Home Of Normanton Church Museum

Normanton Church is situated at the edge of Rutland Water, the largest man-made lake in the UK. Originally called Empingham Reservoir, the lake is one of many that were brought into being since the late nineteenth century to provide water for an ever-increasing population.

Lying near Oakham in the county of Rutland, the reservoir was completed in 1977 and now covers an area of 3,100 acres. Rutland Water is available for recreational purposes as well as providing water for domestic and industrial use.

To make Rutland Water it was necessary to flood a large part of the parish of Empingham. Sadly, this meant the destruction of some local communities. Both the village of Nether Hambleton and Middle Hambleton were cleared. The river Gwash and several others were diverted to provide the water needed to fill the reservoir.

At its maximum, Rutland Water is thirty-four metres deep, while the crest of the dam is 1,200 metres long. Once constructed, various areas were designated as sites for recreational use. Small marinas, parks and restaurants were built around the edge of the reservoir, making it a very popular centre for leisure activities, especially in the summer.

Rutland Water is the largest man made lake in the UK.

Hambleton the Lost Village beneath Rutland Water

Rutland Water Park

The western part of the reservoir has been set aside as a nature reserve but visitors can see great numbers of waterbirds all over the lake throughout the year. Now classified as an Area of Special Protection, it is the wintering place of rare Gadwell and Shoveler Ducks. This is the perfect place for anyone who loves nature and wildlife and wants to see wild creatures in their natural habitat. Hides are available so the birds can be watched without being disturbed. Birdwatchers flock to Rutland Water! And especially in the summer, now that it is home to the first ospreys to breed in England in 150 years.
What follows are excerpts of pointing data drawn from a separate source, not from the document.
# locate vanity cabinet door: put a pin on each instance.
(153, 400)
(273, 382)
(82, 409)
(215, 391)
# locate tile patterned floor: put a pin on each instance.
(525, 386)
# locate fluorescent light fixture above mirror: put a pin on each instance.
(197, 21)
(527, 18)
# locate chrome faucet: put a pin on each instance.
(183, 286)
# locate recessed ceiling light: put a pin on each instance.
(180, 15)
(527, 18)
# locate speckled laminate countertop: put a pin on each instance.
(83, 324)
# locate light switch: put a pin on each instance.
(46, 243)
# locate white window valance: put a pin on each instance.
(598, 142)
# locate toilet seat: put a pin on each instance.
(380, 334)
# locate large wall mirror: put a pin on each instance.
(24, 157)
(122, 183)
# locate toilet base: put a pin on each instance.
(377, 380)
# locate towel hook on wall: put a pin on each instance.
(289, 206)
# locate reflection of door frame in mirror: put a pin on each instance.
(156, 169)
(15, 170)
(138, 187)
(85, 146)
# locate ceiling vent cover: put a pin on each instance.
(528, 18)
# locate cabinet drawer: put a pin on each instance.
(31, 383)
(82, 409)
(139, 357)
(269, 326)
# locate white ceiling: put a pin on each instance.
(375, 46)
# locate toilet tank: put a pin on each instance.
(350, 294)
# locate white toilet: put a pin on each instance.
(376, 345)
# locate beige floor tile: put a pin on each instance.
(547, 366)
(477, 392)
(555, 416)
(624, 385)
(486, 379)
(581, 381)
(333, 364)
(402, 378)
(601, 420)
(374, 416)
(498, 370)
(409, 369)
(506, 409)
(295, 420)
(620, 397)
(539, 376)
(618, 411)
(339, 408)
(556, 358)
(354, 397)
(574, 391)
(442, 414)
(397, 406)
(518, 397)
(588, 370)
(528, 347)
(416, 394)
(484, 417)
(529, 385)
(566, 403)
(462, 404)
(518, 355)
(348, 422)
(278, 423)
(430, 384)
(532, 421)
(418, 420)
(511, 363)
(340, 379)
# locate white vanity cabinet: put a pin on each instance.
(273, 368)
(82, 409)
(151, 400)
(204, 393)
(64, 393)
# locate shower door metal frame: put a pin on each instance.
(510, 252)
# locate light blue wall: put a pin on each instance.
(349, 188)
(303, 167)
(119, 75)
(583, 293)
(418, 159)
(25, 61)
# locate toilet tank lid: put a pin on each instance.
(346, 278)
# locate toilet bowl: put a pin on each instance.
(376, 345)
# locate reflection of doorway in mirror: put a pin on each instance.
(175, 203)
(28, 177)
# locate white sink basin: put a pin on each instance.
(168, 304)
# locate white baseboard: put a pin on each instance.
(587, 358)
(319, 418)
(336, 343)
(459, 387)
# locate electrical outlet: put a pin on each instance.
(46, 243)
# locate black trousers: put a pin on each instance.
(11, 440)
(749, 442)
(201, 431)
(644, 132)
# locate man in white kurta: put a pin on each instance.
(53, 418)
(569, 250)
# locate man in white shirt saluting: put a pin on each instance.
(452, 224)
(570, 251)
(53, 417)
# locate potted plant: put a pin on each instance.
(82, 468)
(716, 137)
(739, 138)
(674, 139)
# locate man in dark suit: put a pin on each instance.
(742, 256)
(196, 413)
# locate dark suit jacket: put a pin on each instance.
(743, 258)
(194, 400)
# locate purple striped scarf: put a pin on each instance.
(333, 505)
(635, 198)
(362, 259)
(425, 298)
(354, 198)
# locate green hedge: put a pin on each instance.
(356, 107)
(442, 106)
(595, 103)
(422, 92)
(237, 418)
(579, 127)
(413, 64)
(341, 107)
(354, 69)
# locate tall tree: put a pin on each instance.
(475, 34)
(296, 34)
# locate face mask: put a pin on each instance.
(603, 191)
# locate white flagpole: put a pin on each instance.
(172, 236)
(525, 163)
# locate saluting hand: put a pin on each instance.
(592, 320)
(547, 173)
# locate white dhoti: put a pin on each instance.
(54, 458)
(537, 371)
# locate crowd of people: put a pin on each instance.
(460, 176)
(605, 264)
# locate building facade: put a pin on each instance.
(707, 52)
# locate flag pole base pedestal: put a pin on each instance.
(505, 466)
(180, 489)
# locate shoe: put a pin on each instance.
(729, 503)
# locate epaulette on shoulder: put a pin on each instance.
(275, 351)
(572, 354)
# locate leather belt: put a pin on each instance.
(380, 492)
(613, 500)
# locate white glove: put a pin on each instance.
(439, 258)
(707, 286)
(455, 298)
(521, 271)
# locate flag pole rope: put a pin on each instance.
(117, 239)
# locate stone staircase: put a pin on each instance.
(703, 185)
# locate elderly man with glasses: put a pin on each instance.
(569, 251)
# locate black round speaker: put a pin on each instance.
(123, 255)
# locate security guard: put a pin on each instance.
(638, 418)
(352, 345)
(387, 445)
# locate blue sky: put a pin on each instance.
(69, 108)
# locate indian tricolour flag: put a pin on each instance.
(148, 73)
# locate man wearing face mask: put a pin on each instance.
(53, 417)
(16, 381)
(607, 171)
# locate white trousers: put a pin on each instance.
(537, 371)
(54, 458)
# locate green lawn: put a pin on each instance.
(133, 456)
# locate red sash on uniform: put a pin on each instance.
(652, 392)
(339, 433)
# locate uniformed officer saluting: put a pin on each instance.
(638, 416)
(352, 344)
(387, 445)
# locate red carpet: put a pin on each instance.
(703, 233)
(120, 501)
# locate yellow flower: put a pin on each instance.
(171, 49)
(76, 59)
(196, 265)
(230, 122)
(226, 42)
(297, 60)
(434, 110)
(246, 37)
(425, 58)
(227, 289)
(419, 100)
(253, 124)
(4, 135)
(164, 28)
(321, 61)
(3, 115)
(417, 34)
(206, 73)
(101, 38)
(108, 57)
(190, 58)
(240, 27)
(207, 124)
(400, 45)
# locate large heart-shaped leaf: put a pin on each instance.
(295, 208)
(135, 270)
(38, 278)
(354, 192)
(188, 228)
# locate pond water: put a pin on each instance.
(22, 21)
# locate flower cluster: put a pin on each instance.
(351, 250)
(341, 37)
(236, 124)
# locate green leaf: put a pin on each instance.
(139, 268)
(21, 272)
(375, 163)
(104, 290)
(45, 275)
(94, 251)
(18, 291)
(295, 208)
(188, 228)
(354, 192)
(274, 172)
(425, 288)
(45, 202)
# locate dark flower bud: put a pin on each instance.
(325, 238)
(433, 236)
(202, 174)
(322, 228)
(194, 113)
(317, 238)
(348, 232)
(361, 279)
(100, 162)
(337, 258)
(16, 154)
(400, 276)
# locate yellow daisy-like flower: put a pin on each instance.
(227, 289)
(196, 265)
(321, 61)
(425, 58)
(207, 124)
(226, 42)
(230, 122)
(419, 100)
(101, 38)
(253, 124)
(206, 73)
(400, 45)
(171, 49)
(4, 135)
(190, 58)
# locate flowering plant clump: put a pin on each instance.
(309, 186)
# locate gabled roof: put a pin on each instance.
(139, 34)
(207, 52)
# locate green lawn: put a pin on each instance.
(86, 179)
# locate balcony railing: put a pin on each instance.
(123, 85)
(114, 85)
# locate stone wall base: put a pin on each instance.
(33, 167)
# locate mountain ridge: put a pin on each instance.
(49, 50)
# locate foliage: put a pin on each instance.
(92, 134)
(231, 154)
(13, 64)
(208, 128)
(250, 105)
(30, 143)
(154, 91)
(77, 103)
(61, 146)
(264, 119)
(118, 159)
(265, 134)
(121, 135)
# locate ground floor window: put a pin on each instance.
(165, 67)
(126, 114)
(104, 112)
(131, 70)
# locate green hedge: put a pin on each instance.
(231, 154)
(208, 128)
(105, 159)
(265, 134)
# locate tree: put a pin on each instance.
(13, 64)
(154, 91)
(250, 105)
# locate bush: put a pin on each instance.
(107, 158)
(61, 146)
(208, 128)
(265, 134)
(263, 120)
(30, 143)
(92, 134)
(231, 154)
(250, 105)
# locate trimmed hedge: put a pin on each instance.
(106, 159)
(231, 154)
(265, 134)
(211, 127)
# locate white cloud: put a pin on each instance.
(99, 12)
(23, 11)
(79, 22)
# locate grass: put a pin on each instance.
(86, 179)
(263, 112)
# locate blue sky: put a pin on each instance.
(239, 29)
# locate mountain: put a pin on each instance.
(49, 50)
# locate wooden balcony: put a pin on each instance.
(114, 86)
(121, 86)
Situated in 4,200 awe-inspiring acres of beautiful, verdant countryside in England’s smallest county, Rutland Water Park is a major leisure attraction, offering activities to suit all members of the family.

On the shore of Rutland Water the Visitor Centre, cafés, restaurants and gift shops have plenty to keep you occupied; or perhaps you would prefer to go cycling or walking. In that case you can take advantage of the 25-mile track that circles the area and enjoy the gorgeous landscape, as well as the fresh air and exercise. You don’t even need to bring a bicycle; you can hire one when you arrive.

For people who love the water various activities are available at the Watersports Centre and sailing clubs. The eastern end of the reservoir has been set aside for windsurfing and sailing, while the middle section is a great place to try your hand at some trout fishing. If you want you can join other visitors for a trip across the lake in the pleasure cruiser Rutland Belle. Of course, you can merely sit, relax and admire the view. Enjoy a picnic and take some photographs. Whatever you do, you will soon feel at peace with the world in this beautiful, rural setting.

A trip across the lake in the pleasure cruiser Rutland Belle

Rutland Belle

The History of Rutland Water

Visitors to Rutland Water, and to Normanton Church in particular, marvel at how the building seems to float on the water. They might be even more intrigued to know that the lost village of Nether Hambleton lies under the water. Once a thriving community, the village was flooded during the creation of the Rutland Water reservoir.

Imagine, if you will, the dismay of the inhabitants of Nether Hambleton when they were told of plans to flood the Gwash valley where they and their families had lived for centuries. Then would have come the awful realisation that this would mean not only the loss of their homes but of their livelihoods as well. However, the ever-expanding population of South East England meant an increasing demand for fresh water had to be met and this idyllic and rural part of Rutland was chosen as the perfect location for a new reservoir.

Hambleton and the Lost Village beneath Rutland Water

Hambleton is thought to have been the capital of Rutland’s Anglo-Saxon kings. It exists today as Hambleton village but once comprised three parts: Upper, Middle and Nether (or Lower) Hambleton. When the valley was flooded in 1976 to create Rutland Water (known to begin with as Empingham Reservoir after the Parish of Empingham that surrounds it), only Upper Hambleton and part of Middle Hambleton were left and these are now known as Hambleton. Nether Hambleton – also called ‘the lost village’ – is now under the water, a small community of houses and farms abandoned forever and frozen in time.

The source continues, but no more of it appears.